We Awaken is the kind of book that you easily read in one sitting. And in that one sitting, you read a novel that is dreamlike and enjoyable.
While I was looking for non-fiction novels about the history of Bangladesh, I came across this. It wasn’t exactly what I was looking for but, nonetheless, I enjoyed it just as much. A Golden Age tells the story of the Haque family’s experiences during the war from the perspective of Rehana. A Golden Age begins with a newly widowed Rehana who had been declared unfit by a judge and has had her children taken away. By the second chapter, 20 or s0 years have passed. It’s now 1971 and her children have returned, but the shame of what she had to do stays with her all these years. The novel follows Rehana’s life during Bangladesh’s war for independence. As her children become politically involved, Rehana finds herself drawn into the war as well. While her children are motivated politically, Rehana’s desire for her children’s safety drives her through the entire novel.
My favourite part was beginning of the novel and how Anam introduced the land and country. was I loved the way she described Bangladesh, the culture, the food, the people and the landscape. It was, at most times, so calming and beautiful before everything goes terribly wrong.
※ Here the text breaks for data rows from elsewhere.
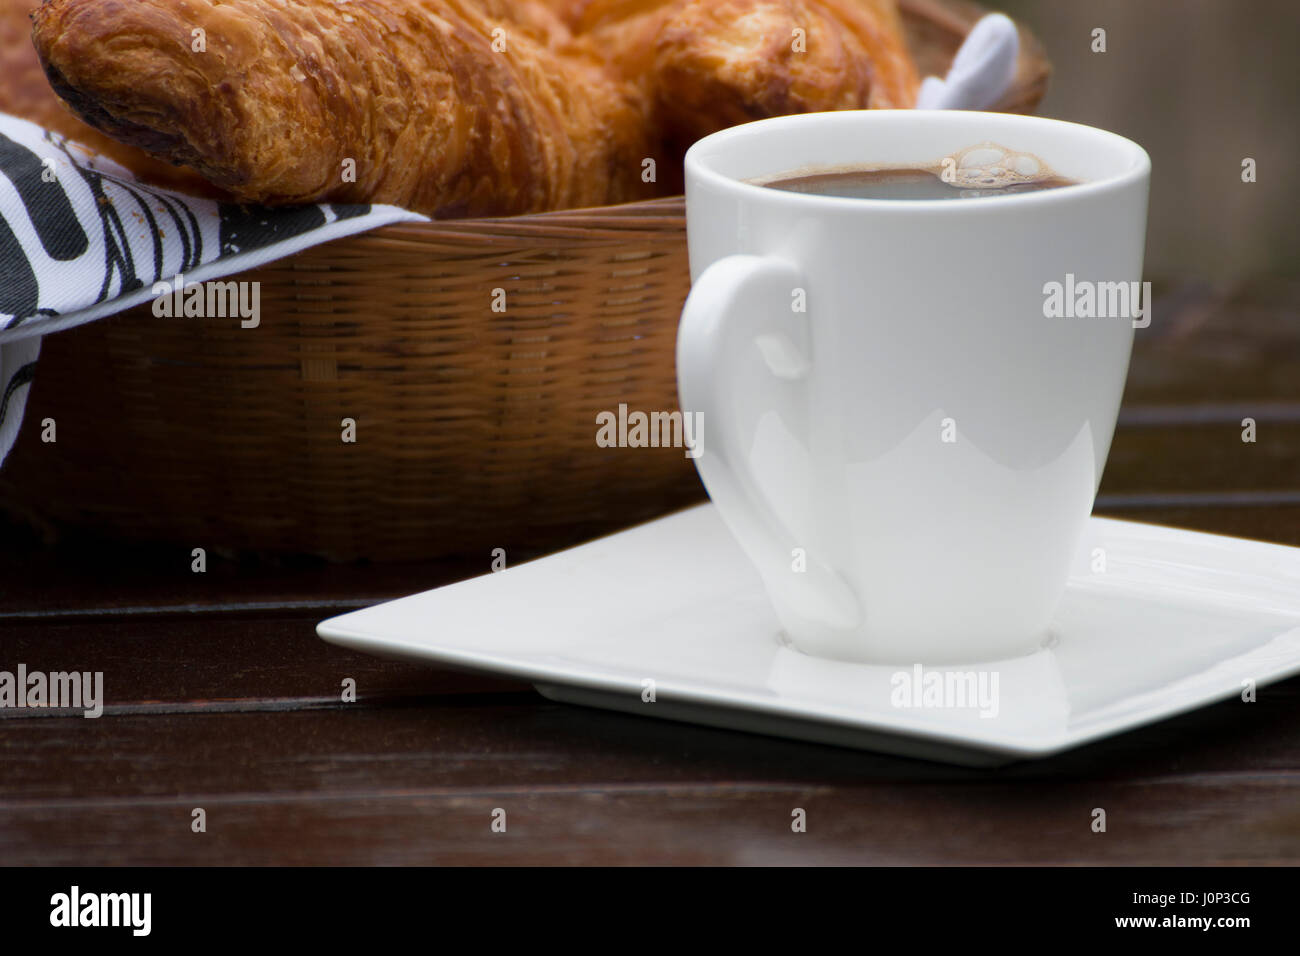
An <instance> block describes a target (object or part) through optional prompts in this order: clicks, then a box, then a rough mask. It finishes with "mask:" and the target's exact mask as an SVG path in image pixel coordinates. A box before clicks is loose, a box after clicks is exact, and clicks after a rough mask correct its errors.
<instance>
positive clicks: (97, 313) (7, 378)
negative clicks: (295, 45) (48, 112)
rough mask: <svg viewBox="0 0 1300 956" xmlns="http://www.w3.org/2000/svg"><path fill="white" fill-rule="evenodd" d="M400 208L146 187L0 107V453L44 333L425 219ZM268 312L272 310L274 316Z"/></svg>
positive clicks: (60, 139) (10, 429) (126, 172)
mask: <svg viewBox="0 0 1300 956" xmlns="http://www.w3.org/2000/svg"><path fill="white" fill-rule="evenodd" d="M422 220H425V216H419V215H416V213H413V212H407V211H406V209H399V208H398V207H395V206H339V204H318V206H295V207H286V208H277V209H268V208H257V207H243V206H235V204H230V203H217V202H213V200H211V199H196V198H194V196H185V195H179V194H177V193H170V191H168V190H161V189H153V187H148V186H143V185H140V183H139V182H136V181H135V178H134V177H133V176H131V174H130V172H127V170H126V169H122V168H121V166H118V165H117V164H116V163H112V161H109V160H107V159H104V157H103V156H99V155H96V153H91V152H88V151H87V150H85V148H83V147H81V146H78V144H77V143H74V142H72V140H68V139H65V138H62V137H60V135H57V134H55V133H49V131H48V130H43V129H42V127H39V126H36V125H34V124H30V122H27V121H25V120H19V118H17V117H13V116H8V114H5V113H0V462H3V460H4V458H5V455H8V453H9V449H10V447H13V442H14V440H16V438H17V436H18V427H19V424H21V421H22V412H23V406H25V405H26V401H27V392H29V388H30V385H31V381H32V378H34V376H35V373H36V356H38V355H39V354H40V338H42V336H45V334H48V333H51V332H59V330H61V329H68V328H72V326H73V325H81V324H83V323H88V321H92V320H95V319H101V317H104V316H108V315H113V313H114V312H121V311H122V310H125V308H130V307H131V306H135V304H138V303H140V302H147V300H149V299H152V298H155V291H153V286H155V284H159V282H165V284H170V282H174V281H175V277H177V276H183V281H185V285H186V287H188V286H191V285H192V284H200V282H205V281H208V280H213V278H218V277H221V276H227V274H230V273H235V272H242V271H244V269H250V268H252V267H255V265H261V264H263V263H268V261H270V260H273V259H279V258H282V256H287V255H291V254H292V252H298V251H299V250H303V248H307V247H308V246H315V245H317V243H321V242H329V241H330V239H337V238H339V237H342V235H351V234H354V233H361V232H365V230H368V229H374V228H376V226H381V225H386V224H389V222H403V221H422ZM272 320H273V317H272Z"/></svg>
Through A Golden Age, Rehana is more of a witness than an active member, like her children. We never witness the full atrocities that the people suffered but we do encounter the result of them through her eyes as we follow her from her home to refugee camps. And not knowing fully what the Pakistan army was doing, we’re thrown into the same tense situation is Rehana in. We learn the real costs of war through the lives of this semi-real family. (I believe Rehana was based on Anam’s grandmother and her experiences) I loved the way she described Bangladesh, the culture, the food, the landscape. It was, at most times, so calming and beautiful.
No one should really think of this as an actual account of what happened but an introduction that can incite further research. A Golden Age is more personal and human, and I felt plenty of emotion while reading Rehana’s story. A Golden Age was a good introduction to Bangladesh’s fight for independence, especially for me who grew up knowing barely anything apart from the fact I was born on the same date it started.